Renouveler, revitaliser, revivifier, la royauté intérieure et ce à l’aide du principe féminin régénérateur… Un temps « souverain » s’achève et initie une nouvelle période souveraine…

Le roi est-il ce grain qui s’enfonce en sa propre terre et « meurt » dans le sein de la Mère souveraine afin de reconduire son rôle souverain « régénéré », redevenu fécond et propice aux fructifications ?

 

La « convention » celtique conçoit un espace « hors espace » et un temps « hors temps » qui font exception et autorisent une totale « remise au Centre » ainsi qu’une libre circulation entre contenant et contenu, Principe, Essence et conception, monde visible et « invisible. »…

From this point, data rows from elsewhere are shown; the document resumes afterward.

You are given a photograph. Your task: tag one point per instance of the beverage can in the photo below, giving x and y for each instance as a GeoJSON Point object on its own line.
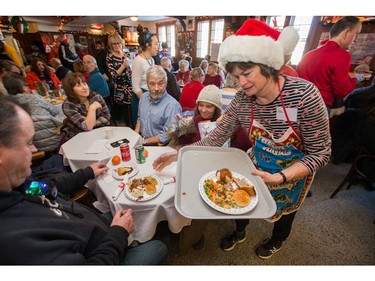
{"type": "Point", "coordinates": [139, 149]}
{"type": "Point", "coordinates": [125, 152]}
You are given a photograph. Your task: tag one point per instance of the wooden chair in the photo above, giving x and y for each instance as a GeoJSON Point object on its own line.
{"type": "Point", "coordinates": [80, 194]}
{"type": "Point", "coordinates": [38, 155]}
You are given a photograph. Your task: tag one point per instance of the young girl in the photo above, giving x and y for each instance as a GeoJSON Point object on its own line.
{"type": "Point", "coordinates": [208, 109]}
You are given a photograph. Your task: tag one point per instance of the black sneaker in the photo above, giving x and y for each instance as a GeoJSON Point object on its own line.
{"type": "Point", "coordinates": [228, 243]}
{"type": "Point", "coordinates": [268, 248]}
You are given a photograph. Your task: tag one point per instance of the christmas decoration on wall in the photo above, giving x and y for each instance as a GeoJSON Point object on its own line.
{"type": "Point", "coordinates": [19, 24]}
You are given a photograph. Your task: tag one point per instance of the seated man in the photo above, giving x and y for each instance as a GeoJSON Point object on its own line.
{"type": "Point", "coordinates": [156, 108]}
{"type": "Point", "coordinates": [39, 226]}
{"type": "Point", "coordinates": [172, 86]}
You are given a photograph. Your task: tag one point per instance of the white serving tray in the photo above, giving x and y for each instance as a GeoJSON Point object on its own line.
{"type": "Point", "coordinates": [195, 161]}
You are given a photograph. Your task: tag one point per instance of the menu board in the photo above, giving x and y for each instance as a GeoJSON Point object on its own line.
{"type": "Point", "coordinates": [362, 49]}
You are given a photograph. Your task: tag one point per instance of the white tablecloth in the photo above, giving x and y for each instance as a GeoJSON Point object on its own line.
{"type": "Point", "coordinates": [89, 147]}
{"type": "Point", "coordinates": [146, 214]}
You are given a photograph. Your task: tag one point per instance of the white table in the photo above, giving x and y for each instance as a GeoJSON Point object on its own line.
{"type": "Point", "coordinates": [89, 147]}
{"type": "Point", "coordinates": [146, 214]}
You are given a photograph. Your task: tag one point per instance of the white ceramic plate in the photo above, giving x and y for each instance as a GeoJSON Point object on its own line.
{"type": "Point", "coordinates": [146, 196]}
{"type": "Point", "coordinates": [124, 164]}
{"type": "Point", "coordinates": [231, 211]}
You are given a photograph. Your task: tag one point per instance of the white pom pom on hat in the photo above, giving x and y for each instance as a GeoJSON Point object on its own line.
{"type": "Point", "coordinates": [210, 94]}
{"type": "Point", "coordinates": [257, 42]}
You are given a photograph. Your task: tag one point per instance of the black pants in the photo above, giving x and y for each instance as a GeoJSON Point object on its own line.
{"type": "Point", "coordinates": [281, 228]}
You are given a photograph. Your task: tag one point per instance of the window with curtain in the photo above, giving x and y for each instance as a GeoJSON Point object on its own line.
{"type": "Point", "coordinates": [166, 33]}
{"type": "Point", "coordinates": [208, 32]}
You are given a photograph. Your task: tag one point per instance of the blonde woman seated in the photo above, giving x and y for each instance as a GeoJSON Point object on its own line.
{"type": "Point", "coordinates": [84, 109]}
{"type": "Point", "coordinates": [183, 74]}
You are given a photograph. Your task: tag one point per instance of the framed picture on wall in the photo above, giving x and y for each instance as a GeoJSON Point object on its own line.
{"type": "Point", "coordinates": [83, 41]}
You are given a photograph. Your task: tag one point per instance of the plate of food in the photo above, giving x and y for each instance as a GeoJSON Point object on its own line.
{"type": "Point", "coordinates": [143, 187]}
{"type": "Point", "coordinates": [120, 169]}
{"type": "Point", "coordinates": [228, 192]}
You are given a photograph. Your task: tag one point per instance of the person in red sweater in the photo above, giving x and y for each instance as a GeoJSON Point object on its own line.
{"type": "Point", "coordinates": [192, 89]}
{"type": "Point", "coordinates": [328, 66]}
{"type": "Point", "coordinates": [183, 74]}
{"type": "Point", "coordinates": [212, 77]}
{"type": "Point", "coordinates": [41, 73]}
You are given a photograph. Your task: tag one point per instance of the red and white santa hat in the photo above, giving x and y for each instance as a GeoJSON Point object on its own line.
{"type": "Point", "coordinates": [257, 42]}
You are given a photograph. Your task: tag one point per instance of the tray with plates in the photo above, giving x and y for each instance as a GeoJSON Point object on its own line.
{"type": "Point", "coordinates": [194, 162]}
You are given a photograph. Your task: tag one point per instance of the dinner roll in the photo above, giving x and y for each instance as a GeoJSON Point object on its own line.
{"type": "Point", "coordinates": [150, 189]}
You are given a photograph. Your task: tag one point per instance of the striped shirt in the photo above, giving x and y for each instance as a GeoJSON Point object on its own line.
{"type": "Point", "coordinates": [311, 124]}
{"type": "Point", "coordinates": [227, 95]}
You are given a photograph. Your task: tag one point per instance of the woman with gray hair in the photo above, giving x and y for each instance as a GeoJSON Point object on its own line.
{"type": "Point", "coordinates": [192, 89]}
{"type": "Point", "coordinates": [183, 74]}
{"type": "Point", "coordinates": [156, 108]}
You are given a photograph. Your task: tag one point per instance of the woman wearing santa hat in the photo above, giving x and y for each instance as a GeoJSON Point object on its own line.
{"type": "Point", "coordinates": [286, 121]}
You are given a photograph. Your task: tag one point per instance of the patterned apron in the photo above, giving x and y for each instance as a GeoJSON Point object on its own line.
{"type": "Point", "coordinates": [273, 155]}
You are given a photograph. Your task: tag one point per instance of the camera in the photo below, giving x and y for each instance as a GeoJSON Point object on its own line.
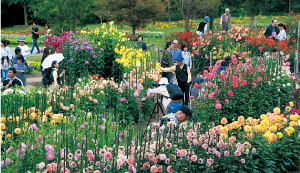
{"type": "Point", "coordinates": [155, 84]}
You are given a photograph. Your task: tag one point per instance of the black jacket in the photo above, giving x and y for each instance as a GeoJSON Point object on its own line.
{"type": "Point", "coordinates": [16, 82]}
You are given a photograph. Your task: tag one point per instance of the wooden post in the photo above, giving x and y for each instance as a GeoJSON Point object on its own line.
{"type": "Point", "coordinates": [158, 57]}
{"type": "Point", "coordinates": [210, 58]}
{"type": "Point", "coordinates": [256, 32]}
{"type": "Point", "coordinates": [148, 37]}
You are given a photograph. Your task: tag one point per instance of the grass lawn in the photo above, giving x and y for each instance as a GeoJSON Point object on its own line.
{"type": "Point", "coordinates": [35, 58]}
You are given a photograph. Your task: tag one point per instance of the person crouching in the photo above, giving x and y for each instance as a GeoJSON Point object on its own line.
{"type": "Point", "coordinates": [180, 116]}
{"type": "Point", "coordinates": [183, 75]}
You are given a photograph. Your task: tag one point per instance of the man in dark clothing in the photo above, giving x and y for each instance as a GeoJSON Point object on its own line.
{"type": "Point", "coordinates": [12, 80]}
{"type": "Point", "coordinates": [167, 62]}
{"type": "Point", "coordinates": [183, 75]}
{"type": "Point", "coordinates": [141, 44]}
{"type": "Point", "coordinates": [272, 30]}
{"type": "Point", "coordinates": [35, 36]}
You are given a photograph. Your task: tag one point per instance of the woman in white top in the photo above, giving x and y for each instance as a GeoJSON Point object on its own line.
{"type": "Point", "coordinates": [282, 34]}
{"type": "Point", "coordinates": [187, 59]}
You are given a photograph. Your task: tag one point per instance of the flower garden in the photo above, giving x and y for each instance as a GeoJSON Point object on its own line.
{"type": "Point", "coordinates": [244, 121]}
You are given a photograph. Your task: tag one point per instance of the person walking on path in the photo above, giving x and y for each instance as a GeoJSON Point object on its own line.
{"type": "Point", "coordinates": [4, 65]}
{"type": "Point", "coordinates": [54, 77]}
{"type": "Point", "coordinates": [12, 80]}
{"type": "Point", "coordinates": [183, 75]}
{"type": "Point", "coordinates": [202, 27]}
{"type": "Point", "coordinates": [272, 30]}
{"type": "Point", "coordinates": [168, 62]}
{"type": "Point", "coordinates": [282, 34]}
{"type": "Point", "coordinates": [225, 21]}
{"type": "Point", "coordinates": [35, 36]}
{"type": "Point", "coordinates": [176, 52]}
{"type": "Point", "coordinates": [24, 48]}
{"type": "Point", "coordinates": [21, 69]}
{"type": "Point", "coordinates": [187, 58]}
{"type": "Point", "coordinates": [141, 44]}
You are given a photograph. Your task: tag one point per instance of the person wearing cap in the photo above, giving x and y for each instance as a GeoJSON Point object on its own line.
{"type": "Point", "coordinates": [12, 80]}
{"type": "Point", "coordinates": [162, 90]}
{"type": "Point", "coordinates": [225, 20]}
{"type": "Point", "coordinates": [4, 65]}
{"type": "Point", "coordinates": [183, 76]}
{"type": "Point", "coordinates": [202, 27]}
{"type": "Point", "coordinates": [35, 37]}
{"type": "Point", "coordinates": [176, 52]}
{"type": "Point", "coordinates": [24, 48]}
{"type": "Point", "coordinates": [180, 116]}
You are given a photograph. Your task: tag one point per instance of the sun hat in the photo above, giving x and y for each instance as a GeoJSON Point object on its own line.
{"type": "Point", "coordinates": [206, 18]}
{"type": "Point", "coordinates": [3, 54]}
{"type": "Point", "coordinates": [175, 42]}
{"type": "Point", "coordinates": [21, 39]}
{"type": "Point", "coordinates": [186, 110]}
{"type": "Point", "coordinates": [163, 81]}
{"type": "Point", "coordinates": [179, 58]}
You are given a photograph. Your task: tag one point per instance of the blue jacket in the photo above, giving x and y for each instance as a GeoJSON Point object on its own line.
{"type": "Point", "coordinates": [269, 29]}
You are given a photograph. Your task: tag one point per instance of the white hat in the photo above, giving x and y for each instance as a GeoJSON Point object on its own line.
{"type": "Point", "coordinates": [163, 81]}
{"type": "Point", "coordinates": [175, 42]}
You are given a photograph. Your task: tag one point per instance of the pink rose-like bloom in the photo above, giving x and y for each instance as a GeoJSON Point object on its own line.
{"type": "Point", "coordinates": [237, 153]}
{"type": "Point", "coordinates": [170, 169]}
{"type": "Point", "coordinates": [226, 153]}
{"type": "Point", "coordinates": [218, 106]}
{"type": "Point", "coordinates": [122, 99]}
{"type": "Point", "coordinates": [153, 169]}
{"type": "Point", "coordinates": [244, 54]}
{"type": "Point", "coordinates": [50, 156]}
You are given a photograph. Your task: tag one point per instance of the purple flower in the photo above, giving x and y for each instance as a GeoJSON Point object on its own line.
{"type": "Point", "coordinates": [122, 99]}
{"type": "Point", "coordinates": [50, 156]}
{"type": "Point", "coordinates": [49, 148]}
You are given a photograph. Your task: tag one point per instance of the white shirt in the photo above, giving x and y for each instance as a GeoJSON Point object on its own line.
{"type": "Point", "coordinates": [24, 50]}
{"type": "Point", "coordinates": [282, 35]}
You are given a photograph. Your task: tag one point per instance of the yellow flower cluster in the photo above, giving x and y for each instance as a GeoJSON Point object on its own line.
{"type": "Point", "coordinates": [271, 125]}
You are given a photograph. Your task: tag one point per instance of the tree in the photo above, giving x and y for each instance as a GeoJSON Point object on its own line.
{"type": "Point", "coordinates": [62, 15]}
{"type": "Point", "coordinates": [135, 13]}
{"type": "Point", "coordinates": [25, 5]}
{"type": "Point", "coordinates": [189, 8]}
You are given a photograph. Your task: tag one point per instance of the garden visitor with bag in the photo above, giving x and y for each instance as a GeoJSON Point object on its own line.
{"type": "Point", "coordinates": [225, 21]}
{"type": "Point", "coordinates": [272, 30]}
{"type": "Point", "coordinates": [21, 68]}
{"type": "Point", "coordinates": [187, 58]}
{"type": "Point", "coordinates": [35, 37]}
{"type": "Point", "coordinates": [282, 34]}
{"type": "Point", "coordinates": [24, 48]}
{"type": "Point", "coordinates": [183, 75]}
{"type": "Point", "coordinates": [54, 77]}
{"type": "Point", "coordinates": [12, 80]}
{"type": "Point", "coordinates": [202, 27]}
{"type": "Point", "coordinates": [166, 62]}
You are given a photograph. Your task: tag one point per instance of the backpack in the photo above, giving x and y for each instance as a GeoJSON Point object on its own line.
{"type": "Point", "coordinates": [163, 62]}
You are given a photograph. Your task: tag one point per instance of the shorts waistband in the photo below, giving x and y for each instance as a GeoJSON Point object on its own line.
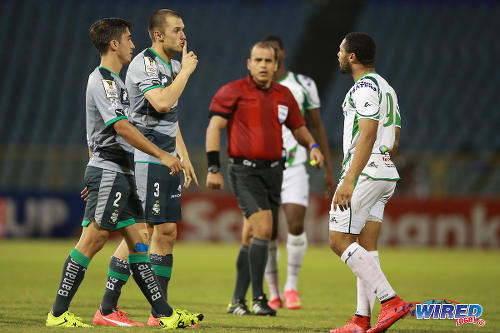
{"type": "Point", "coordinates": [256, 164]}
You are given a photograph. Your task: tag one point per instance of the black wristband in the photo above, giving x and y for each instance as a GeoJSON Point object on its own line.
{"type": "Point", "coordinates": [213, 158]}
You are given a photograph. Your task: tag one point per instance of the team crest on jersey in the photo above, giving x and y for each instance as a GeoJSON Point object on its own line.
{"type": "Point", "coordinates": [282, 113]}
{"type": "Point", "coordinates": [124, 97]}
{"type": "Point", "coordinates": [110, 88]}
{"type": "Point", "coordinates": [114, 217]}
{"type": "Point", "coordinates": [156, 208]}
{"type": "Point", "coordinates": [150, 66]}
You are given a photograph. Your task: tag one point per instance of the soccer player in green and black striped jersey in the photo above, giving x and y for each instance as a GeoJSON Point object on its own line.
{"type": "Point", "coordinates": [112, 202]}
{"type": "Point", "coordinates": [155, 82]}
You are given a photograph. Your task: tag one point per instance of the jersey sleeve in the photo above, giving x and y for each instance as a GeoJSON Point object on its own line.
{"type": "Point", "coordinates": [143, 72]}
{"type": "Point", "coordinates": [312, 96]}
{"type": "Point", "coordinates": [106, 96]}
{"type": "Point", "coordinates": [366, 98]}
{"type": "Point", "coordinates": [294, 119]}
{"type": "Point", "coordinates": [224, 101]}
{"type": "Point", "coordinates": [398, 117]}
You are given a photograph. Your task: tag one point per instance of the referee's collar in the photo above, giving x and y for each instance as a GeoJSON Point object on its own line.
{"type": "Point", "coordinates": [251, 84]}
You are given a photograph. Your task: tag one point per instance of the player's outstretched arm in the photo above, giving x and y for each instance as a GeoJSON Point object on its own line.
{"type": "Point", "coordinates": [135, 138]}
{"type": "Point", "coordinates": [189, 174]}
{"type": "Point", "coordinates": [364, 146]}
{"type": "Point", "coordinates": [212, 145]}
{"type": "Point", "coordinates": [305, 139]}
{"type": "Point", "coordinates": [318, 133]}
{"type": "Point", "coordinates": [162, 99]}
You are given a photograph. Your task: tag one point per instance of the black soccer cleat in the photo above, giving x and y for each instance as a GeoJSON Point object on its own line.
{"type": "Point", "coordinates": [260, 307]}
{"type": "Point", "coordinates": [238, 308]}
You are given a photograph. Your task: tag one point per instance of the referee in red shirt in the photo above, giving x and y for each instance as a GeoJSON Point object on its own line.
{"type": "Point", "coordinates": [253, 109]}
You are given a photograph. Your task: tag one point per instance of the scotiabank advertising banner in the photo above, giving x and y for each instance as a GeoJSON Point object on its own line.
{"type": "Point", "coordinates": [471, 222]}
{"type": "Point", "coordinates": [215, 216]}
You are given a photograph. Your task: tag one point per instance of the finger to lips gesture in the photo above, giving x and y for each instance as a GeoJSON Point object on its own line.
{"type": "Point", "coordinates": [189, 59]}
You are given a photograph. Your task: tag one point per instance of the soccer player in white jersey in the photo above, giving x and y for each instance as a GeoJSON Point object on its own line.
{"type": "Point", "coordinates": [368, 178]}
{"type": "Point", "coordinates": [295, 187]}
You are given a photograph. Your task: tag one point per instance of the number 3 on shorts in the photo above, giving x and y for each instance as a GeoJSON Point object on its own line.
{"type": "Point", "coordinates": [157, 189]}
{"type": "Point", "coordinates": [118, 197]}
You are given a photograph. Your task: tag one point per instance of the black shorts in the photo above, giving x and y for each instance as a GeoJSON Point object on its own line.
{"type": "Point", "coordinates": [112, 199]}
{"type": "Point", "coordinates": [256, 188]}
{"type": "Point", "coordinates": [160, 193]}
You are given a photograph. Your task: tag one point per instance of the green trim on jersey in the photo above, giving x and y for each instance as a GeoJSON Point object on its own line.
{"type": "Point", "coordinates": [138, 258]}
{"type": "Point", "coordinates": [125, 223]}
{"type": "Point", "coordinates": [374, 81]}
{"type": "Point", "coordinates": [362, 76]}
{"type": "Point", "coordinates": [113, 73]}
{"type": "Point", "coordinates": [355, 127]}
{"type": "Point", "coordinates": [150, 162]}
{"type": "Point", "coordinates": [152, 87]}
{"type": "Point", "coordinates": [117, 275]}
{"type": "Point", "coordinates": [166, 63]}
{"type": "Point", "coordinates": [350, 101]}
{"type": "Point", "coordinates": [115, 120]}
{"type": "Point", "coordinates": [164, 271]}
{"type": "Point", "coordinates": [373, 178]}
{"type": "Point", "coordinates": [284, 77]}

Au point crucial du basculement de l’année le « drame » met en scène trois éléments :

  • Un roi dépositaire de pouvoirs qui doit rendre compte du bon exercice et emploi de ceux-ci et qui doit se « revigorer », se « réénergétiser »
  • Une souveraine détentrice du fondement et de l’efficience de « puissances » liées à un Principe et à une Essence divine et sacrée… Qui ne peut octroyer un « nouveau mandat annuel » de « souveraineté » que si le roi a bien été dans l’année écoulée garant de prospérité pour la terre et son peuple et qu’il présente le garanties nécessaires pour reconduire un bon exercice…
  • Une royauté dépendant de l’excellence qui la gouvernera…

Le poids qui repose sur le roi est donc particulièrement conséquent car il s’expose à être « sacrifié » s’il ne remplit pas ses fonctions ou s’il à déchu à celles-ci… On peut mesurer le poids d’une telle responsabilité…


La transposition analogique s’impose ici pour tout cheminant en druidité…. L’Homme est ce « roi » et il aspire à assumer dignement sa « royauté «  en exerçant sur son propre royaume une légitime et exemplaire souveraineté…. Si « l’intention » est bien là, volontaire, consciente, audacieuse elle ne peut s’incarner que par l’octroi par la Femme de la « couronne » royale ( et pour autant que la pierre s’associe par son cri à cette élection et que le chaudron ne se brise pas dans l’entendu des paroles royales censées être « sans mensonges » et sans « faiblesses »)…


Hommes et Femmes sont donc fondamentalement impliqués en tout cela et ont besoin l’un de l’autre, de concilier leur polarité et de rendre celle-ci féconde et généreuse pour leur propre bien être et celui de la Terre…. Beau programme n’est-il pas ?….


En chaque penseur Celte sommeille, en ses « profondeurs », en sa caverne intérieure, un Sid sacré où reposent des figures « solaires et lumineuses », un « collège féminin de valeurs, de vertus, de compétences, de facultés, de capacités créatrices, inspiratrices et imaginatives »… C’est une « île mystérieuse » dont la « princesse Dahut » détient à priori les clefs, ce « royaume englouti ». C’est une île enveloppée de brouillard et de brume qui sont les nuées dont s’entoure l’inconscience ; une inconscience proposée à une navigation et à des explorations révélatrices des éléments majeurs et constitutifs de l’Etre en quête de lui-même et de son Anima et Animus…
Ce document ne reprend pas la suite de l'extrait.